GEAPRESS – Aveva da anni la licenza di caccia scaduta ma continuava la sua attività in maniera quantomeno insolita. Non solo esercitava la caccia di frodo dall’automobile, ma questa era pure in movimento. Dentro l’autovettura aveva a disposizione un fucile calibro 12, mentre con la mano attivava un richiamo di uccelli rudimentale. Appena i poveri animaletti rispondevano al richiamo, sparava. I fatti sono avvenuti a Chiari, in provincia di Brescia e ad intervenire sono state la Guardie volontarie del WWF Italia.

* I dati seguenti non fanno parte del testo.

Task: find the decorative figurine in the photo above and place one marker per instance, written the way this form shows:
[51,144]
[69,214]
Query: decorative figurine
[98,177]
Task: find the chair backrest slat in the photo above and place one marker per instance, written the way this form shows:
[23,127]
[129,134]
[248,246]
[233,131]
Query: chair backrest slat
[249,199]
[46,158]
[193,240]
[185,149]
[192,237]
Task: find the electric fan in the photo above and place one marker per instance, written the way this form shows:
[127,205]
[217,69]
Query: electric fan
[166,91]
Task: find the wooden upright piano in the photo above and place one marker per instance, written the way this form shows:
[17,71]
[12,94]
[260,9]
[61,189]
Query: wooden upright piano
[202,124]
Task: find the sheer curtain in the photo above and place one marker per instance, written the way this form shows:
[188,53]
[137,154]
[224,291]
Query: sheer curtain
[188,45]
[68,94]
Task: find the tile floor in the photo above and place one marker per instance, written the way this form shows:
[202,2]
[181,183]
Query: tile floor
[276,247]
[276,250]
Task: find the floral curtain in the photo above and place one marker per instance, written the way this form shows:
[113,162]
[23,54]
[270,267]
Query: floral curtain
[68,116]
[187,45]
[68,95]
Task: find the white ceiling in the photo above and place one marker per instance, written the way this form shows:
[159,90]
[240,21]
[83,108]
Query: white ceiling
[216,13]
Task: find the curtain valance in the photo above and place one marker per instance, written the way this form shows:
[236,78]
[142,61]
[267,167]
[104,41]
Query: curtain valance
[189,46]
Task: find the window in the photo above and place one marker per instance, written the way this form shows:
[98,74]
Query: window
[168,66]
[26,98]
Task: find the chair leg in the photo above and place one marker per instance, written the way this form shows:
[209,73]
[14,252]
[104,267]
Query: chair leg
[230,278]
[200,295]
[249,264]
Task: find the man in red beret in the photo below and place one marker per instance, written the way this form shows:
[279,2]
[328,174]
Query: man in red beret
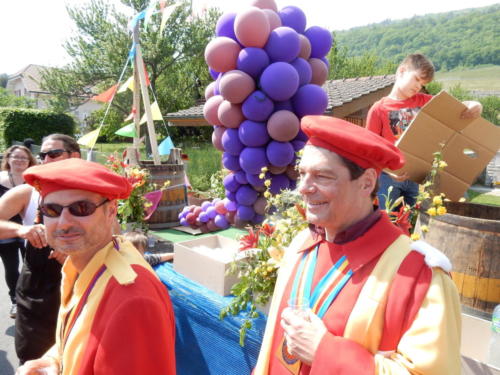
[355,295]
[115,315]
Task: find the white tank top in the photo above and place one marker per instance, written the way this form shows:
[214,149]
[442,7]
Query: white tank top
[30,213]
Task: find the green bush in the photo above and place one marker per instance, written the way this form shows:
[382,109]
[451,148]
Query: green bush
[17,124]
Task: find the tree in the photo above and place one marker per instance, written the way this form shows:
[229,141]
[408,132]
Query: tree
[174,59]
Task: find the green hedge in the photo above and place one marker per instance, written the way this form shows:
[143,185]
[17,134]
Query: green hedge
[16,124]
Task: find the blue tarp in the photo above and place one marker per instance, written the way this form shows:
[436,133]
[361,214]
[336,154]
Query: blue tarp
[204,344]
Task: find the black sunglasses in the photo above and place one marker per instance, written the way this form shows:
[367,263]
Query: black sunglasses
[52,153]
[79,208]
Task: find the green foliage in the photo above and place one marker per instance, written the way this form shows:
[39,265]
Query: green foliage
[173,59]
[9,100]
[460,38]
[18,124]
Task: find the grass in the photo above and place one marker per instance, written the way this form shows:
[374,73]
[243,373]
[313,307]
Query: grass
[482,78]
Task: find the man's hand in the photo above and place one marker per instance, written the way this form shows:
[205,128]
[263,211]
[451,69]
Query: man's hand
[473,110]
[303,333]
[35,234]
[47,366]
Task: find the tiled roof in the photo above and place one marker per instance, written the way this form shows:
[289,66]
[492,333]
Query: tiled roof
[340,91]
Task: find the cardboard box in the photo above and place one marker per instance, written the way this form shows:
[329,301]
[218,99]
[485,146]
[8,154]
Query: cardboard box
[476,333]
[202,267]
[467,145]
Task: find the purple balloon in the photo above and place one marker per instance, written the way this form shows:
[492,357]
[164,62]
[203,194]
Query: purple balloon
[246,195]
[278,183]
[280,81]
[255,180]
[252,61]
[225,26]
[304,70]
[253,134]
[280,154]
[245,213]
[221,222]
[211,212]
[231,142]
[213,74]
[257,106]
[230,162]
[321,40]
[240,176]
[257,219]
[230,183]
[252,159]
[293,17]
[230,205]
[283,44]
[310,100]
[284,105]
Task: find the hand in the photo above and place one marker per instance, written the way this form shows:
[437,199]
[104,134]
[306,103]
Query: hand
[35,234]
[57,255]
[47,366]
[473,110]
[303,333]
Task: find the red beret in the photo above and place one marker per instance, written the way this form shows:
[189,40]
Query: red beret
[75,173]
[353,142]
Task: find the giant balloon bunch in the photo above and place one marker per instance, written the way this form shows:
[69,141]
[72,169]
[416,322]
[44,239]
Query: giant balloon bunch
[268,71]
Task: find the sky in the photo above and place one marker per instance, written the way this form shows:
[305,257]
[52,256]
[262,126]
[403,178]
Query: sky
[34,31]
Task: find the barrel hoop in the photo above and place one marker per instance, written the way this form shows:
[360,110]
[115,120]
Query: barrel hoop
[485,289]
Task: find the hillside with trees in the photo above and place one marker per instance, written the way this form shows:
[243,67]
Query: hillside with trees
[460,38]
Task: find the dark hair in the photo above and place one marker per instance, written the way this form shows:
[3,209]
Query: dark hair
[10,150]
[417,61]
[70,144]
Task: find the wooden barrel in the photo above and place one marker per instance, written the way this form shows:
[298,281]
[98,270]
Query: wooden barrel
[164,172]
[469,234]
[173,200]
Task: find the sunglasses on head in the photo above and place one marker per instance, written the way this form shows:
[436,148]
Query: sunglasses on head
[78,208]
[52,153]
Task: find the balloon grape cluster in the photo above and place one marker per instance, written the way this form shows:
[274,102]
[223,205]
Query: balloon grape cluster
[268,69]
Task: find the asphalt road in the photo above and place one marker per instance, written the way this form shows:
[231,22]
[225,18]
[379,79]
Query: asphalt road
[8,358]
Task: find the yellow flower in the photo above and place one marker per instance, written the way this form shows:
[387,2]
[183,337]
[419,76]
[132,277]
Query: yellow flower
[437,200]
[415,237]
[441,210]
[432,211]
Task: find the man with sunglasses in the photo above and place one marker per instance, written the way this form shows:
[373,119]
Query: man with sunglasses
[38,287]
[115,315]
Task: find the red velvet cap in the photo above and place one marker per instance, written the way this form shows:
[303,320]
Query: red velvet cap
[353,142]
[75,173]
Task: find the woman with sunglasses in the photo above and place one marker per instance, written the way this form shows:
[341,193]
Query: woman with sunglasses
[16,159]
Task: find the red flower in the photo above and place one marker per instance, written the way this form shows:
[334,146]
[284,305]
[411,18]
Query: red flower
[249,241]
[267,230]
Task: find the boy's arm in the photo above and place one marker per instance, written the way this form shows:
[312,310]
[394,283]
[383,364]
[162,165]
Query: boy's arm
[473,110]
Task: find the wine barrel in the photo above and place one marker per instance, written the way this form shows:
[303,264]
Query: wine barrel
[173,200]
[469,234]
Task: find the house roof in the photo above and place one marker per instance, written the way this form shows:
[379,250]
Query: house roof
[340,92]
[31,76]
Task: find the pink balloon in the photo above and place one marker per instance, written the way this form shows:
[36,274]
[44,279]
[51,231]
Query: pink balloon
[273,18]
[236,85]
[305,47]
[264,4]
[209,91]
[221,54]
[251,27]
[217,137]
[210,110]
[283,126]
[319,71]
[230,114]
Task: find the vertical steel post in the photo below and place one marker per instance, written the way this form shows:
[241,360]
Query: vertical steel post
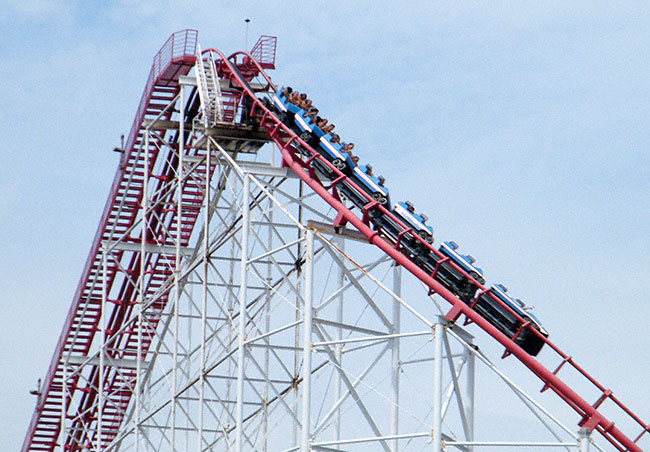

Del tutto privo di porto d’armi, era invece altro bracconiere, fermato dalle Guardie del WWF a Manebrio, sempre in provincia di Brescia. Sparava da un capanno ed aveva già abbattuto quattro passeriformi appartenenti a specie protetta. Il sequestro dell’arma e degli animali abbattuti è avvenuto ad opera della Polizia Provinciale, mentre nel caso di Chiari, sono intervenuti i militari della Stazione dei Carabinieri di Castrezzato.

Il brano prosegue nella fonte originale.